A grande massa assiste e se contenta com as migalhas governamentais, esmolas em forma de programas públicos que não formam, não educam e não profissionalizam, mas apenas subornam os desfavorecidos em troca da fidelidade eleitoral. E se cala diante das atrocidades que minam o progresso do País e consomem a esperança e a perspectiva da classe produtiva e geradora de empregos.

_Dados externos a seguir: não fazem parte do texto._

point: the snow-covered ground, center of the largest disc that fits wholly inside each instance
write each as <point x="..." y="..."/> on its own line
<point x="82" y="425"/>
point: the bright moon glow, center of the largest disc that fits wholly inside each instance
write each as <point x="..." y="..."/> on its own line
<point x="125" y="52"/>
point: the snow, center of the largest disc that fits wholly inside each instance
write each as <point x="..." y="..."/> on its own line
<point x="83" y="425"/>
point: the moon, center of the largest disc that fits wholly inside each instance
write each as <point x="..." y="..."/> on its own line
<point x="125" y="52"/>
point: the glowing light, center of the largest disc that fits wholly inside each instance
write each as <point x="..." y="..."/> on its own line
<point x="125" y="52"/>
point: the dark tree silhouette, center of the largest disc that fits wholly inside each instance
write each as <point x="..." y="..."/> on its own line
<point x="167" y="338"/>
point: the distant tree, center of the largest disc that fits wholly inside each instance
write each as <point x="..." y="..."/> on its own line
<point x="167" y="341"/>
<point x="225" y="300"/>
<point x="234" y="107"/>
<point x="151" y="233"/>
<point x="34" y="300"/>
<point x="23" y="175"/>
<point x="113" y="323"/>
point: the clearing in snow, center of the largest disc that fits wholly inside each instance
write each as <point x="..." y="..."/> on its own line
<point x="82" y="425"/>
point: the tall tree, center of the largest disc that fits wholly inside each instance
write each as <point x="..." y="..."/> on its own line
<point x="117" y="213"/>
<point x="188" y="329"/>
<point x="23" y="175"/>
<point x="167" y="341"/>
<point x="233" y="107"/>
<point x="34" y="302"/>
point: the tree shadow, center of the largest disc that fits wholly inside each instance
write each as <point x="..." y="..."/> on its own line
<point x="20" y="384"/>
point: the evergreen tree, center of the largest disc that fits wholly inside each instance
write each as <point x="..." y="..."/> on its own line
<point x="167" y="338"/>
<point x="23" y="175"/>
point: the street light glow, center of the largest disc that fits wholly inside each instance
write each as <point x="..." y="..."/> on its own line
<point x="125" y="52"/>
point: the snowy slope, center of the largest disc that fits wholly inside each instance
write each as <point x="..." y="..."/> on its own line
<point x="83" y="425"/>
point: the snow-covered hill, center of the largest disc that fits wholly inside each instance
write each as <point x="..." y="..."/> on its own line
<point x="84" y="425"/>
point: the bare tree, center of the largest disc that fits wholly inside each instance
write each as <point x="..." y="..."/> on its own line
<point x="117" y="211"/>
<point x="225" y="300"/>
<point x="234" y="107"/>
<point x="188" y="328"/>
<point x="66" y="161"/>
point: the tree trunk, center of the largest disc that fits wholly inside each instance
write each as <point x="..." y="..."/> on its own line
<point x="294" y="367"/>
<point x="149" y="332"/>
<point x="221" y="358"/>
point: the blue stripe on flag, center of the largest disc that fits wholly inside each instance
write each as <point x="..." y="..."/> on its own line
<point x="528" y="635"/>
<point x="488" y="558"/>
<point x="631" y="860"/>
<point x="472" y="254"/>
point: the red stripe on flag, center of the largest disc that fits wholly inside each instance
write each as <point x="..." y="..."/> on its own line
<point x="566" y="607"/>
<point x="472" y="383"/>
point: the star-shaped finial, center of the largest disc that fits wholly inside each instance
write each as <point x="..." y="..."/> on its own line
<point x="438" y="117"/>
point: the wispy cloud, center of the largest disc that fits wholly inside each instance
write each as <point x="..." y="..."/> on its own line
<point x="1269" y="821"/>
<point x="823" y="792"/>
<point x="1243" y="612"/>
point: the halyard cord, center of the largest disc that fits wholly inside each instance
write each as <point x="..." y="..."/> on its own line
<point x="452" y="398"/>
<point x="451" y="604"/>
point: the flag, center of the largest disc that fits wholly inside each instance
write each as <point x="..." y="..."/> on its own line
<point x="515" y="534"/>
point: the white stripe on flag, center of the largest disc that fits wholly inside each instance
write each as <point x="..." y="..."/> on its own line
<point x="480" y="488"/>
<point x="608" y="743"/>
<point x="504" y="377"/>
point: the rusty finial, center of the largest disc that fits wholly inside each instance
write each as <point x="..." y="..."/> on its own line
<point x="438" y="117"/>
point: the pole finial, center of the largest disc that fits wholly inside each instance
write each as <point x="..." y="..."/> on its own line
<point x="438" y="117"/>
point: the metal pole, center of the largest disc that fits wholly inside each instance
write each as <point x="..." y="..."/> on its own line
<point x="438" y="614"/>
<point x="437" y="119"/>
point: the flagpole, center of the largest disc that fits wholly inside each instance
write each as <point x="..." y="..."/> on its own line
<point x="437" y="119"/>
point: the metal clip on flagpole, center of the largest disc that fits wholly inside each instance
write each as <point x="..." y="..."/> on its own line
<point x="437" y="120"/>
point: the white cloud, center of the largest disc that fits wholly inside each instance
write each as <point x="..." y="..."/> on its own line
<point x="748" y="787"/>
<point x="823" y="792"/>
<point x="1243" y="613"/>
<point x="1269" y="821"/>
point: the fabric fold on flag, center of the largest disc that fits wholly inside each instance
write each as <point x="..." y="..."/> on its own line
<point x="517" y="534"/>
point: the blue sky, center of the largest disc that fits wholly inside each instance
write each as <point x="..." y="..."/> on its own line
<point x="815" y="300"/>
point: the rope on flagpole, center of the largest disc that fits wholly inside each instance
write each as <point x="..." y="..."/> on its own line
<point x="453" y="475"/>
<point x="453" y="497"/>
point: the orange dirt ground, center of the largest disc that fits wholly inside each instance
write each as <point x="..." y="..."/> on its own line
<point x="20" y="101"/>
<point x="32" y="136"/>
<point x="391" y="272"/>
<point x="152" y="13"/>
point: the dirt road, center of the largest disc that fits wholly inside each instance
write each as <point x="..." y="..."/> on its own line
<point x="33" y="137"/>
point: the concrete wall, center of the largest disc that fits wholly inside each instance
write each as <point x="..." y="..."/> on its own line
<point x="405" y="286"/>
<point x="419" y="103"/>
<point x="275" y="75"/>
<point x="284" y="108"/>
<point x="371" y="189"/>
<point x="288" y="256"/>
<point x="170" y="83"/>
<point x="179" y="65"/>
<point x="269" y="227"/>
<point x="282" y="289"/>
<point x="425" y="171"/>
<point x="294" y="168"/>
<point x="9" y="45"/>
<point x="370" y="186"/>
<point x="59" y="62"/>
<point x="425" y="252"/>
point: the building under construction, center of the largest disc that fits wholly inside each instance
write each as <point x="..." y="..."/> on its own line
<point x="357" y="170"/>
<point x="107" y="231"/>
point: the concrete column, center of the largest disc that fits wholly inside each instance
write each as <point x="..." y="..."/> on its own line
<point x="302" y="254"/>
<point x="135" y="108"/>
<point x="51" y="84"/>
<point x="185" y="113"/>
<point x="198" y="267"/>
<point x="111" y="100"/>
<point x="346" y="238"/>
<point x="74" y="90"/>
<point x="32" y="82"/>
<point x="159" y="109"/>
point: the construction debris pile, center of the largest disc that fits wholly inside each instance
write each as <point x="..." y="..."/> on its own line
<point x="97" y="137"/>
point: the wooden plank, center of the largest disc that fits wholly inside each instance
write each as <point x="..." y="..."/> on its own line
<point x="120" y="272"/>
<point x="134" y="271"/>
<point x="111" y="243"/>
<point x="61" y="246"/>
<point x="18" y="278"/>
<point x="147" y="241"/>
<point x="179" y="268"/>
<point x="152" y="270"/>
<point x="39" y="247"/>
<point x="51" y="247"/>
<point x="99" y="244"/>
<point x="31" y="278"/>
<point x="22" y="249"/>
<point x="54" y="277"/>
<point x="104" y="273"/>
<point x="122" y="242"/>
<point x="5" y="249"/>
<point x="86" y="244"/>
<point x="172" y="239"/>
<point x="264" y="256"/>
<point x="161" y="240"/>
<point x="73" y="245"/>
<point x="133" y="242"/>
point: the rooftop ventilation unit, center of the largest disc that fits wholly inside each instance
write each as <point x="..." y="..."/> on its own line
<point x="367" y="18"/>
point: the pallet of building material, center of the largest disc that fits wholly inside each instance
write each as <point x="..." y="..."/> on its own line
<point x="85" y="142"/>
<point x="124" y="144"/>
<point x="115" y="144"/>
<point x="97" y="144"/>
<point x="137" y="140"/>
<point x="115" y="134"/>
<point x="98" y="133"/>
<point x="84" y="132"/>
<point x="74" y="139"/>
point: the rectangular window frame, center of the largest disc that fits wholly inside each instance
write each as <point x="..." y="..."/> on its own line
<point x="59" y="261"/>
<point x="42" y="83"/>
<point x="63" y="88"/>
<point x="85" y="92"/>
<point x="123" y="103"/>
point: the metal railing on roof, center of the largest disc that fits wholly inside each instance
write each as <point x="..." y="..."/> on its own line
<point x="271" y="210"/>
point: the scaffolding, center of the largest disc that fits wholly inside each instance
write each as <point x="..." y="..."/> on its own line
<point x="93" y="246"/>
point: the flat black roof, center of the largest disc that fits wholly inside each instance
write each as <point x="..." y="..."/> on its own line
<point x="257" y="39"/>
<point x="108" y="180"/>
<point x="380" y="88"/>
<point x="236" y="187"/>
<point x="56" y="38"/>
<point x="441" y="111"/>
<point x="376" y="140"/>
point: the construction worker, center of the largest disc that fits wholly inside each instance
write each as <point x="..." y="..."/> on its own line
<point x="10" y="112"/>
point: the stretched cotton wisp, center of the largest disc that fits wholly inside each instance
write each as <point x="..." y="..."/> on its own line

A falência que vivemos é institucional. As estruturas públicas - ensino, segurança, saúde, saúde, Justiça - são feitas para não funcionar, e para aprisionar no cativeiro da ignorância e do medo um curral de sectários, fiéis mantenedores do mandato oportunista, do vil poder. Que pena! Assistimos nossas riquezas naturais e nosso povo afável aviltados pela desfaçatez. Convivemos com a violência, ombro a ombro, em todas as suas variantes e escalas. E, complacentes, toleramos. Até quando suportaremos? Que futuro terá o País dos nossos filhos? Qual legado deixaremos? Chega de leniência. Tolerância zero já!